Defective Carbons for ElectroCatalytic Reaction: A Defect Catalysis Mechanism

2017年03月27日

报告题目:Defective Carbons for ElectroCatalytic Reaction: A Defect Catalysis Mechanism

报告人:  Prof. Xiangdong Yao (Griffith University, Australia)

时间:    3月28日(周二)上午10:00

地点:    卢嘉锡楼202报告厅

报告摘要:

    Electrochemical reactions, e.g. oxygen reduction (ORR), hydrogen evolution (HER) and oxygen evolution reaction (OER), are key to energy conversion and storage. For example, ORR is a determining step for fuel cells; HER and OER are for water splitting; Combination of ORR and OER can form a metal-air battery. Up to now, platinum (Pt) exhibits the best performance, and Pt/C is the commercial cathode catalyst for the reactions. However, the large-scale use of Pt is not implementable because of the high price and limited supply. Therefore, numerous efforts have been devoted to search for non-Pt catalysts. Carbon is one of the candidates.
    We recently demonstrate a new defect mechanism of carbons for oxygen reduction reaction (ORR). It is predicted by the first principle calculations that a type of 585 defects on graphene (G585) is more effective than N-doping for ORR, and our experimental investigations show strong support to this theoretical prediction. This new mechanism has also been demonstrated for other electrochemical reactions such hydrogen evolution reactions (HER) and oxygen evolution reactions (OER). It is also demonstrated that the vacancies in metal oxides can promote significantly the OER. The research reveals that the defects may play a universal role for reactivity of electrochemical reactions. Furthermore, the defects on carbons can trap useful metallic species in different scales to further improve the electrochemical activity.

报告人简介:

Dr Xiangdong Yao is a full Professor of Energy Materials at Griffith University. He obtained his BEng at Northeastern University in 1989 and MEng at Northwestern Polytechnical University in 1992 respectively for Materials Science and Engineering.

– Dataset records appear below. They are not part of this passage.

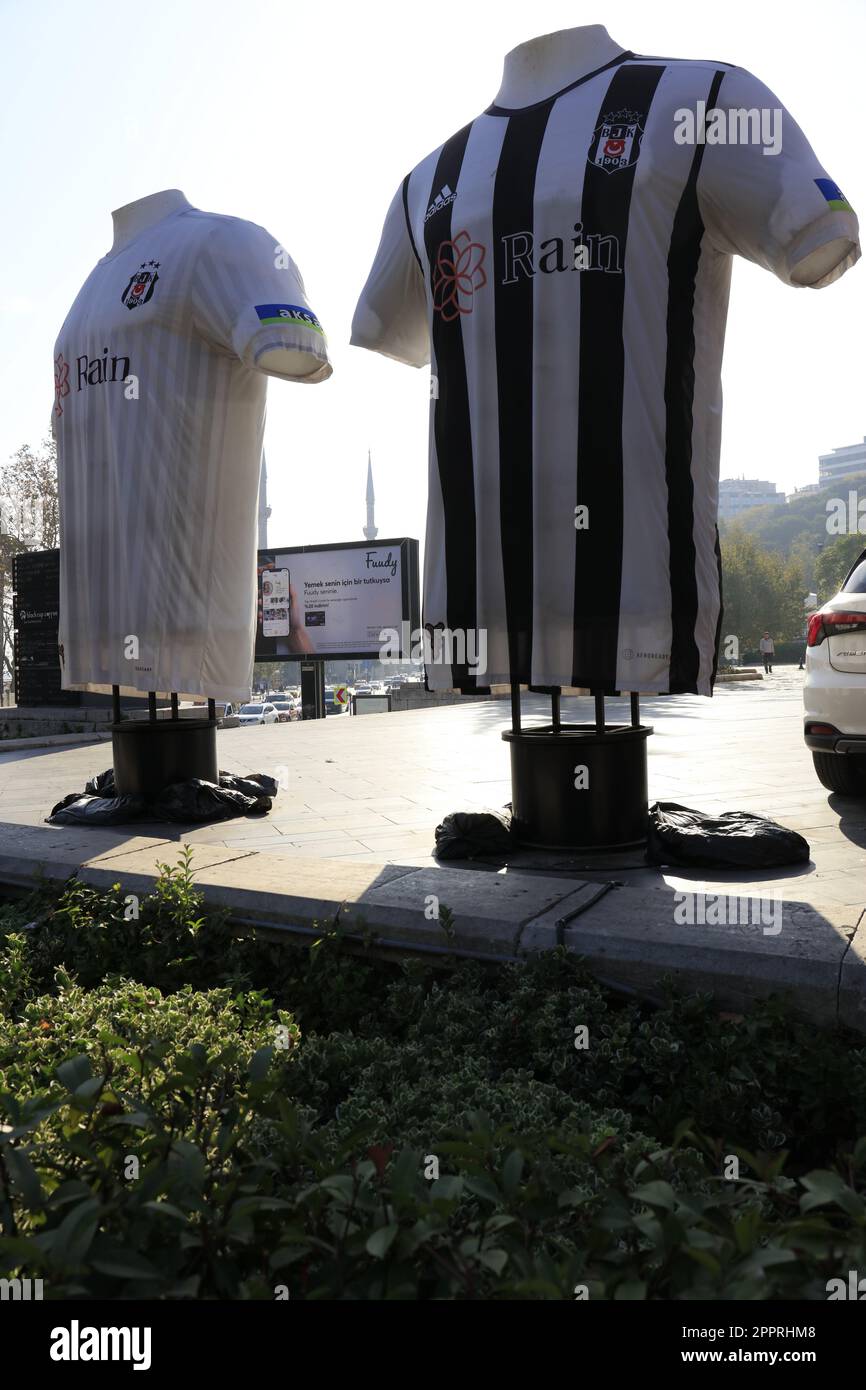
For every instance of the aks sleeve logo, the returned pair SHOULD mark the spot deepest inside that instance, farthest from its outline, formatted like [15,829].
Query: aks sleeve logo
[834,195]
[295,314]
[142,284]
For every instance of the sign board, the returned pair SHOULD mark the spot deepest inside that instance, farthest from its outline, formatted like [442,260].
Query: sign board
[334,601]
[371,704]
[35,619]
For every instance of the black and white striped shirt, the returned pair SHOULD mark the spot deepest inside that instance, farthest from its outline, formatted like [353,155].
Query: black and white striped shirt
[565,268]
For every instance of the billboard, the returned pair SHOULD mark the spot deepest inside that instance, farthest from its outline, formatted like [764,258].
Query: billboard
[334,601]
[35,617]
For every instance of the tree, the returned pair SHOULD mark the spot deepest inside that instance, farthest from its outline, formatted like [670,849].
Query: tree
[29,520]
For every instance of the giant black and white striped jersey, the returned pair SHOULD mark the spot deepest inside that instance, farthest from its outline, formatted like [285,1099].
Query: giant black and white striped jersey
[160,374]
[565,268]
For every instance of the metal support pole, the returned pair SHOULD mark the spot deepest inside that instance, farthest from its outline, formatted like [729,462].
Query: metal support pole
[515,706]
[599,712]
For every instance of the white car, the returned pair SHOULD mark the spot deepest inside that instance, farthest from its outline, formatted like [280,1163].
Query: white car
[263,713]
[834,694]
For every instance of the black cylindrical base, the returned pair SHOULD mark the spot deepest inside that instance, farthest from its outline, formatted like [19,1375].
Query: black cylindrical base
[153,754]
[576,788]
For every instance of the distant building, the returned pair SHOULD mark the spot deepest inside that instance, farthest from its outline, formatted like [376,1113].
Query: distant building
[843,462]
[737,495]
[801,492]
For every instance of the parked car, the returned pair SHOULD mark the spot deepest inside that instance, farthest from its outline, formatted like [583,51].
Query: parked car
[287,709]
[834,692]
[260,713]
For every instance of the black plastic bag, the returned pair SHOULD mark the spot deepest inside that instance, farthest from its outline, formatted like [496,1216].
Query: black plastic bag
[188,801]
[199,799]
[736,840]
[474,834]
[96,811]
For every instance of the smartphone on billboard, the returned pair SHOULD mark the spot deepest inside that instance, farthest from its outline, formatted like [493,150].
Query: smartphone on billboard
[275,603]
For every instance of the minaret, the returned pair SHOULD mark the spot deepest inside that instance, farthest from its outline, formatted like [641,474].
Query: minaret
[370,530]
[263,505]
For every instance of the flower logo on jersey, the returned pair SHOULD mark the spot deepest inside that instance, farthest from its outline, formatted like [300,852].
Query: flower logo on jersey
[61,382]
[142,284]
[616,141]
[459,273]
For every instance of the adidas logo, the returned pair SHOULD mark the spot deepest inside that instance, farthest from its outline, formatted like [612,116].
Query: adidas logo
[442,199]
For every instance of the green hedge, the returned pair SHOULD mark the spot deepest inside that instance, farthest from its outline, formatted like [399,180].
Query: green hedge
[188,1115]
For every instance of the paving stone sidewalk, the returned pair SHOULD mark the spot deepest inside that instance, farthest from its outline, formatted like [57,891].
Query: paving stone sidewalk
[373,790]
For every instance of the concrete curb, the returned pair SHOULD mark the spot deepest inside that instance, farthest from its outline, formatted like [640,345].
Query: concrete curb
[626,936]
[9,745]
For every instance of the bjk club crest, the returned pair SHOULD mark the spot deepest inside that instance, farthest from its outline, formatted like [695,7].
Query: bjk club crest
[142,282]
[61,382]
[616,141]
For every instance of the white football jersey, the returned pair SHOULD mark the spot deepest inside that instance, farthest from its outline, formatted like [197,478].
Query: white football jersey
[159,419]
[565,268]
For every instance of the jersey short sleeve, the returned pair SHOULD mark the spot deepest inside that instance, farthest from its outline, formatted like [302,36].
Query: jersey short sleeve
[765,195]
[249,299]
[391,316]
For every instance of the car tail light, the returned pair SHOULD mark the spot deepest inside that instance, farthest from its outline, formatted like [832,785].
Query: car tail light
[833,624]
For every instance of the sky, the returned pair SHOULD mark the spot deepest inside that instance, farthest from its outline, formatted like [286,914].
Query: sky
[305,120]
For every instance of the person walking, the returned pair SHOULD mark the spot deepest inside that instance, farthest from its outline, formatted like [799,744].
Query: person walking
[768,652]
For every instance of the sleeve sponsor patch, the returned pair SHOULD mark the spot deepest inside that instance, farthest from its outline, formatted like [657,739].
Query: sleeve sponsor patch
[834,195]
[295,314]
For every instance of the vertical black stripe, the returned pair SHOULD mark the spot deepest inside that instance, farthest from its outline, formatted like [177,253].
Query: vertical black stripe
[452,430]
[513,309]
[679,402]
[720,612]
[412,241]
[598,553]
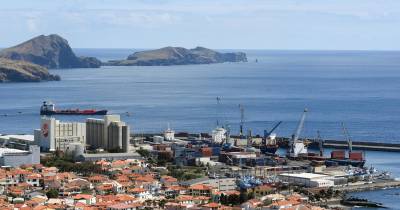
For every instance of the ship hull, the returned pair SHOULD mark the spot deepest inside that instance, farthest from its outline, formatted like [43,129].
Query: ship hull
[345,162]
[72,112]
[270,149]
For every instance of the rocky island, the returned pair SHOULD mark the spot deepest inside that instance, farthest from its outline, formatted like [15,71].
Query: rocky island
[50,51]
[178,56]
[21,71]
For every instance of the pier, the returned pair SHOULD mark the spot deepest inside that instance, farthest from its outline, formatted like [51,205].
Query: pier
[283,142]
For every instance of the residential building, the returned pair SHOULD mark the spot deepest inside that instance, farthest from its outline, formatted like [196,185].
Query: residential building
[109,133]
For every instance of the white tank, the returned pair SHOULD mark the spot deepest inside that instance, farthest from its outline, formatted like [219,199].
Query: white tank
[169,135]
[218,135]
[78,149]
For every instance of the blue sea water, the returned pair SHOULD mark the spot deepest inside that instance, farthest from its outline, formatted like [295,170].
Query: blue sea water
[359,88]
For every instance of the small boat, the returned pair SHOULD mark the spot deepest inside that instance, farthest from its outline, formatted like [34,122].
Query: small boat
[49,109]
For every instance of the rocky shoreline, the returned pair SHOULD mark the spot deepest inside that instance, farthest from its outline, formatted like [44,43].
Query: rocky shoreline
[168,56]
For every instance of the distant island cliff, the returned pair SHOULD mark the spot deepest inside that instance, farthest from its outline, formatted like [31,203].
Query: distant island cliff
[50,51]
[21,71]
[178,56]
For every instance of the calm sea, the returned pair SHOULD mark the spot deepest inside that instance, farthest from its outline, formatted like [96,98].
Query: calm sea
[359,88]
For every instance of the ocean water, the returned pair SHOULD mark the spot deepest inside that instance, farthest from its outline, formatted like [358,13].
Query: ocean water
[390,198]
[359,88]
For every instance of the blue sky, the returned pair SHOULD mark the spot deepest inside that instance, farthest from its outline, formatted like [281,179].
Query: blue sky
[225,24]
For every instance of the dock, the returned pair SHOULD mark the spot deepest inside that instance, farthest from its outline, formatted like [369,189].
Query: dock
[313,143]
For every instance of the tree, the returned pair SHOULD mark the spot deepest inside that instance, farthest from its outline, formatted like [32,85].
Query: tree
[162,203]
[52,193]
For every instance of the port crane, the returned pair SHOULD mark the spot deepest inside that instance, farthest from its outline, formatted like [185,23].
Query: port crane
[241,108]
[346,134]
[297,146]
[320,144]
[267,134]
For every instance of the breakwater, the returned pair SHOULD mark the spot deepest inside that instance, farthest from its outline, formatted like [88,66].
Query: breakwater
[313,143]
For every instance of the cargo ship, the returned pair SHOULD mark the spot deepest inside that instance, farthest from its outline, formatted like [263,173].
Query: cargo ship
[49,109]
[269,145]
[338,157]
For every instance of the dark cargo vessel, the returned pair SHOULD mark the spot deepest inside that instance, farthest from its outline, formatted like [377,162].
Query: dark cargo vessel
[49,109]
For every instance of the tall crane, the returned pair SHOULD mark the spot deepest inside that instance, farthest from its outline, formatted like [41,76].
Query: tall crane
[217,110]
[296,146]
[346,134]
[241,120]
[268,133]
[320,144]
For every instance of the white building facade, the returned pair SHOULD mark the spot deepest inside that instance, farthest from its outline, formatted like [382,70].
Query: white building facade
[55,135]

From 1992 to 2000, he was employed in Institute of Metal Research, Chinese Academy of Sciences as Research Associate (1992), Assistant Professor (1995) and Associate Professor (1998). In 2000, he came to The University of Queensland where he was granted the PhD degree in Materials Engineering in 2005, working on the computational modeling for microstructure formation in light metals. From November 2003, he joined the ARC Centre of Excellence for Functional Nanomaterials at The University of Queensland. Since November 2009, he joined Griffith University as an Associate Professor and the group leader of Advanced Energy Materials, and promoted to full Professor in late 2012. Dr Yao’s current research focuses on Energy Materials, especially hydrogen-related materials.